Pavement Ends
James Baughn was the webmaster of seMissourian.com and its sister newspapers for 20 years. On the side, he maintained even more sites, including Bridgehunter.com, LandmarkHunter.com, TheCapeRock.com, and Humorix. Baughn passed away in 2020 while doing one of the things he loved most: hiking in Southeast Missouri. Here is an archive of his writing about hiking and nature in our area.
The flag that almost was
Posted Tuesday, April 16, 2013, at 10:11 PM
In a recent blog, I described the team effort that produced the Missouri state flag, as well as the showdown in the state legislature between two contending designs. Marie Oliver's design won against a flag created by Dr. Numa R. Holcomb, a state representative from Kansas City.
After spending some quality time studying newspaper archives, I was able to track down a rendering of Holcomb's proposed flag. It appeared as part of a front-page story in the March 1, 1909, issue of the University Missourian of Columbia.

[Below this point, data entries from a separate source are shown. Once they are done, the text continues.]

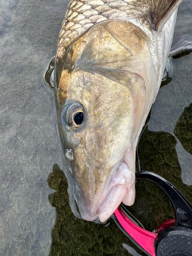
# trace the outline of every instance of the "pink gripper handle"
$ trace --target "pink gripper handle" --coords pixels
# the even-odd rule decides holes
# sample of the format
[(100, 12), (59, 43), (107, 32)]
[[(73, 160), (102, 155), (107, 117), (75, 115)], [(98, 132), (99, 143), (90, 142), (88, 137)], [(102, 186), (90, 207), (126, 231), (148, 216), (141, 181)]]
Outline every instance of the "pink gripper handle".
[(119, 206), (114, 212), (119, 222), (129, 234), (146, 251), (155, 256), (155, 242), (157, 233), (152, 233), (139, 227), (131, 221)]

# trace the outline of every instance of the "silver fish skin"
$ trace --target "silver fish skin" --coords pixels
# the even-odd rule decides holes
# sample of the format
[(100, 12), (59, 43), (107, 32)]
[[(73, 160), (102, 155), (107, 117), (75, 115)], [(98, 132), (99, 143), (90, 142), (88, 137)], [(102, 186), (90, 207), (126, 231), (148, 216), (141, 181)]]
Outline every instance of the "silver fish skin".
[(136, 146), (168, 56), (181, 1), (175, 2), (157, 24), (150, 4), (161, 6), (158, 0), (69, 3), (56, 56), (55, 103), (85, 220), (104, 222), (121, 202), (134, 202)]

The story explained that Holcomb's flag was also a team effort:
Dr. N. R. Holcomb, who introduced the bill for a state flag for Missouri, received his idea from a country school teacher, one of Dr. Holcomb's constituents. The teacher wrote Dr. Holcomb asking if the state had an official flag. This resulted in an investigation being begun by Holcomb. He found there was no official record of a state flag. He wrote to secretaries of state in states that had adopted official flags and asked for information regarding their state emblems. With the assistance of Cornelius Roach, secretary of state, and H. A. Gass, state superintendent of public schools, he designed the flag which is now before the assembly.
The newspaper rendering was only printed in black and white, but the intended color scheme was basically the same red, white, and blue style as the U.S. flag. This similarity to the national flag is probably what doomed Holcomb's design.
A few days before, on Feb. 26, the University Missouri had reprinted an editorial from the St. Louis Republic criticizing the Holcomb flag. "But the design offered by Mr. Holcomb can probably be improved upon," the editorial stated flatly. "The State flag should not be a copy of the national one, but should have a distinct individuality." The writer suggested adding the state's coat-of-arms to the design.
As it turns, that's just exactly the kind of design that Marie Oliver and friends were putting together. Soon after, on March 17, Sen. Arthur L. Oliver introduced Marie Oliver's flag design in the senate. In a statement, Sen. Oliver attacked the competition:
The Doctor Holcomb design for a state flag introduced in the House is objectionable in that it does not contain the coat-of-arms, and because the general design is similar to the national flag. It is liable to cause a confusion in the field and elsewhere. There is nothing in the Holcomb design that indicates state sovereignty or the relation of the state to the Union, except the abbreviation of Missouri by the use of the letters "Mo."
Holcomb's design had the strong support of the house of representatives, as well as the backing of the secretary of state and the state superintentent of public schools. If his design hadn't been quite so uninspired, it's likely that he would have won the competition against the Olivers.